I myself am self-employed. And let me tell you one thing about how I am taxed. A regular salaried employee is taxed on his entire income. Otoh, I am taxed only on half my income.
http://www.financialexpress.com/ind...employed-consider-these-tax-questions/364150/
Under the presumptive tax method filed in ITR-4S, self-employed professionals are allowed to claim expenses at the rate of 50% of the total income, and the income tax is calculated on the remaining 50% percent while adding any interest income to it. Under this method you are not required to separately show any proof of expense, and you are not required to maintain accounting records.
Cool, eh?
Self-employment is only possible in the services sector. And it is extremely difficult to calculate in statistics, so India will show a bad report when it comes to job growth when half the population is self-employed.
Even if they are protected, the market is still minuscule compared to China which is an economy 5x larger and much more sophisticated. Your ITES industry is tuned to be tech coolies servicing primarily English speaking countries. Do you know how big is the call center industry in China, all speaking in Mandarin?

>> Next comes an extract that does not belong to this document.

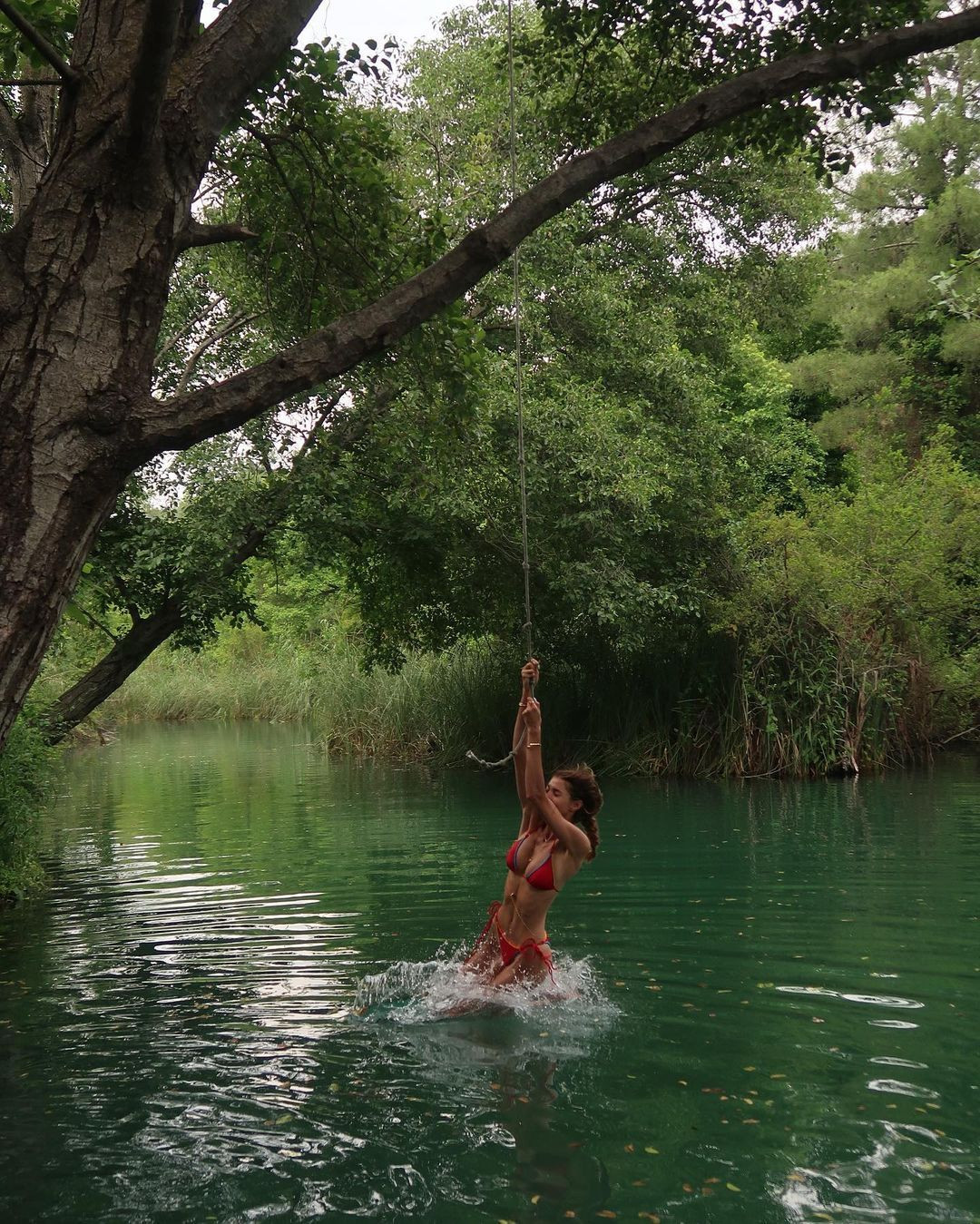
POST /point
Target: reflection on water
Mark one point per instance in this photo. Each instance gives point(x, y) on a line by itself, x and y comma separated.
point(231, 1003)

Yeah, we have tech coolies servicing ourselves and others while you have tech coolies servicing only yourself. Big whoop.
And yet the 5% exported is half of your exports. How can it be irrelevant, we are concentrating on domestic consumption. Weren't you the one who keep on emphasizing that India is a domestic consumption based economy, then how does your largest industry not cater to your domestic market? Doesn't make sense isn't it?
Dude, this is irrelevant. You have half our exports because we haven't yet tapped your markets. And your domestic industry is already big, no denying it, but it's completely irrelevant because it doesn't affect India in any real way. Your IT companies do not compete in India, instead many of them have setup global R&D centers.
Even to tap the global market your biggest China companies need India. We don't need China for the same.
http://economictimes.indiatimes.com...invests-rs-136-crore/articleshow/53875236.cms
"Some 1,000-odd techies, comprising engineers and network operations specialists at the GSC will deliver the gamut of network monitoring/management related services to clients in India and overseas markets," Huawei India CEO Jay Chen said Friday.
The global services centre is located within the same complex that now houses Huawei India's R&D centre, where some 3,000-odd techies are involved in software development/coding and associated R&D work.